I’m with you. We ended up pairing boundary assertion with a tiny data-contract marker so QA can tell which shape is active.

Without that, the assertions feel like magic.

Noah Vance
Sep 24, 2022 · 04:39 AM

Exactly. If it’s a contract, make it visible somewhere.

Priya Liao
Sep 24, 2022 · 04:47 AM

We use unions for component surfaces a lot (loading/ok/empty/error).

It’s less about purity and more about making it impossible to “forget an empty state”.

Hana Saito
Sep 24, 2022 · 04:56 AM

Props: strict-ish.
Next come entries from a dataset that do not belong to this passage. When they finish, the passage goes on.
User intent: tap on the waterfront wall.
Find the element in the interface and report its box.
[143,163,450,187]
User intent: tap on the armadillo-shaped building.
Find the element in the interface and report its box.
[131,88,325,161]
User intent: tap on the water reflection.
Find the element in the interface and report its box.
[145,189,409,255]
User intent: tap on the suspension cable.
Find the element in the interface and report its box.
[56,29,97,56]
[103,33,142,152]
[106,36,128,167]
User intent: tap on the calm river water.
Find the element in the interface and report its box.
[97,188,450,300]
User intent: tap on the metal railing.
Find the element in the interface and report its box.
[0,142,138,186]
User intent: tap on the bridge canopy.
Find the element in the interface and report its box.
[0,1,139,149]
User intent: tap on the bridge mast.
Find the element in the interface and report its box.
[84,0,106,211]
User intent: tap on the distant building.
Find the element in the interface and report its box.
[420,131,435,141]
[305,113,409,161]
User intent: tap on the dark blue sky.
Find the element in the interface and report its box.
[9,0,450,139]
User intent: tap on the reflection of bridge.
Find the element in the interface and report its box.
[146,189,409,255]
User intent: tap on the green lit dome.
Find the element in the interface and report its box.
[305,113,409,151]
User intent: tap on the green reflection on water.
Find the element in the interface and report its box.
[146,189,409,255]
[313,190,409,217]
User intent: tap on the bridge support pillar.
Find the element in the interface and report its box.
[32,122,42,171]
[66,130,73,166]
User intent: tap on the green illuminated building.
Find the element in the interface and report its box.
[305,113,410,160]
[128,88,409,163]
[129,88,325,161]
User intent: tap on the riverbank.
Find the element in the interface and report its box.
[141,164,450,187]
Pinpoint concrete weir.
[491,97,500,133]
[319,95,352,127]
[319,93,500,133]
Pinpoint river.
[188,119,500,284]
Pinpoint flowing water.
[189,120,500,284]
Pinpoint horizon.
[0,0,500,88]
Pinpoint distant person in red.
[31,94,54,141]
External inputs: wide-first.

If you get JSON from anywhere, it’s unknown at the boundary and then asserted into the shape your route expects.

Salma Qureshi
Sep 24, 2022 · 05:07 AM

For event types, we stopped trying to perfectly type every handler and focused on typing the surface we own:

tsx
type FieldSurface = { value: string; onChange: (value: string) => void };

function Field({ value, onChange }: FieldSurface) {
  return <input value={value} onChange={(e) => onChange(e.currentTarget.value)} />;
}

The rest is just plumbing. Type the contract, not the DOM ceremony.

Camille Duarte
Sep 24, 2022 · 05:21 AM

I like satisfies for config-ish objects, because it keeps the runtime object readable.

But most teams don’t use it consistently, so they end up with a mix of inferred and asserted shapes.

Inez Park
Sep 24, 2022 · 05:32 AM

The big failure mode is “types in one file, runtime in another”.

If the runtime object is your contract, keep it close and keep it named.

Benji Rios
Sep 24, 2022 · 05:44 AM

My rule: if you use any, you need a named assertion helper so it’s grep-able.

Raw as any scattered through components is how you end up with “type safety” that only exists in the PR description.